Sunday, July 21, 2013

Portrait of a Writer


Comrade Vusi’s blabbering worked on me, making me gulp my whiskey when I should have sipped. I ordered another double and squinted at him. It took an effort just to make sure he was one person and not two interchanging people playing tricks on me. I regretted calling him up when my afternoon was yet another couch-reclined, channel flipping, and wide-yawning drag. But what else could I have done? Mandisa, my girlfriend of two years, was nowhere to be reached, as often was the case on middle-of-the-month Fridays when my wallet was thin. Besides, Vusi always bought me whiskey.

All I had to do was listen as he talked. And boy, Vusi could talk. It was worse now that his Regional Executive Committee, of which he was the Secretary, had just been disbanded by the so-called National Task Team to rebuild the ANC Youth League.

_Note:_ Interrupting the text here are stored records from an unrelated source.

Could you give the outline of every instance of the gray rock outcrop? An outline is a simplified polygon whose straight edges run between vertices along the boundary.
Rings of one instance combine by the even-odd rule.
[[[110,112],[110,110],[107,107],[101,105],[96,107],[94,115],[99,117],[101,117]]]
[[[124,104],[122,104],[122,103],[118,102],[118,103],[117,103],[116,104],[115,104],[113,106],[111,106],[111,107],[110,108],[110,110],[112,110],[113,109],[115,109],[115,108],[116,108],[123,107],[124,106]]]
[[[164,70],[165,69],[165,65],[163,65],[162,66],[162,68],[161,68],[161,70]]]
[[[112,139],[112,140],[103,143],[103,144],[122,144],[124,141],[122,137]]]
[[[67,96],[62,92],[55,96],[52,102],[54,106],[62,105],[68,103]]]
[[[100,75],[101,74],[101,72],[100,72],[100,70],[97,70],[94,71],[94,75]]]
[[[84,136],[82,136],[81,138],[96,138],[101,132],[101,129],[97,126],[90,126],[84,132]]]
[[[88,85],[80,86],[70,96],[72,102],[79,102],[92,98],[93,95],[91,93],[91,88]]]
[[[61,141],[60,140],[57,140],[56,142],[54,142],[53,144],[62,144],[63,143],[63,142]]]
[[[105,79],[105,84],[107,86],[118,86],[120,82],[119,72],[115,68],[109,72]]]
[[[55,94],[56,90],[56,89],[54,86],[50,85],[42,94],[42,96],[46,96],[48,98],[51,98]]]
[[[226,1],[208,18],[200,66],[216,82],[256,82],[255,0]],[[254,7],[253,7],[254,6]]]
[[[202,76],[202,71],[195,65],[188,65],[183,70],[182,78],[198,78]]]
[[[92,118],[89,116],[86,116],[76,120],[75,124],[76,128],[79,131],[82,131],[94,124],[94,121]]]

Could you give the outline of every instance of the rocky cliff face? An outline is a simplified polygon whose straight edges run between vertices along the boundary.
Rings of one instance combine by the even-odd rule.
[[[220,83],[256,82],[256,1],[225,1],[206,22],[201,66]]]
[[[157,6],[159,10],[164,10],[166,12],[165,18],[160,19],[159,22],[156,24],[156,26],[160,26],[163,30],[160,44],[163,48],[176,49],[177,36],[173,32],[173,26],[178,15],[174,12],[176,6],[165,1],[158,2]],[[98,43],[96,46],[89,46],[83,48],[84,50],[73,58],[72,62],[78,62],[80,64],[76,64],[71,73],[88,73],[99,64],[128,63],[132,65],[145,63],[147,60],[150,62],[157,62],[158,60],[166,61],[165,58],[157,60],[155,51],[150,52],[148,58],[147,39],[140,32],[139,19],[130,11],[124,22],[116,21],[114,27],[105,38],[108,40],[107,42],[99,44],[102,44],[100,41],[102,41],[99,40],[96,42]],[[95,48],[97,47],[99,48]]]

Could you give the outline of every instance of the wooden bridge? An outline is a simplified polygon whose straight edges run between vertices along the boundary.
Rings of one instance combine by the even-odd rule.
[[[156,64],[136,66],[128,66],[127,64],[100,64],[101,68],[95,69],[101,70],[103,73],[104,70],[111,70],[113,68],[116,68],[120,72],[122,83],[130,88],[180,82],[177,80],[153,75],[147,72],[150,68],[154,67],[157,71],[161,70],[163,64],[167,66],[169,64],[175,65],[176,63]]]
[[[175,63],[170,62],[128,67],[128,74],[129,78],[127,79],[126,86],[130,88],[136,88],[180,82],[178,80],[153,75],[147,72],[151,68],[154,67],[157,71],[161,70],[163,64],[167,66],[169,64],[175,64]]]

Uyabona comrade? How can they just disband us like that? Who do they think they are? Hai man, bam’borile, stru!” I could feel the hurt gleaming off his eyes. I had helped him in his campaigns, done the groundwork, gave comrades free whiskey, entertained them to numerous dawns, and even took some lengthy breaks from my stuttering writing. Yet Vusi now found himself without the fruits of all that labour, a rug pulled from his feet, his backside still unsure how to deal with the thunderous thud from the trappings of airy influence. I thought perhaps I should write about it on my blog – Vusi didn’t read it anyway – on the whole satire of Youth League politics, the rises and the falls and the lonesome lives after the falls. Those could shore up my blog stats.

Mchana, we will work around this, don’t worry,” I lamely offered. Vusi was of course not assuaged, and stared at me blankly as if I had made the understatement of the year on the gravity of his situation. He had the hopeless look of Brutus floored by Popeye’s vicious, spinach-powered punch. I struggled to find something cheerful to say, and was grateful when Lerato, his girlfriend, showed up from yet another visit to the Ladies. She looked at me in barely disguised interest, her eyes shining suggestively through those bluish and purplish and pinkish and yellowish lights at the Cubana in Menlyn. I looked away, feigning disinterest. I didn’t want trouble with Vusi, my old friend, who now sought solace from his girl. Professor’s Jezebel was now playing, perhaps appropriately.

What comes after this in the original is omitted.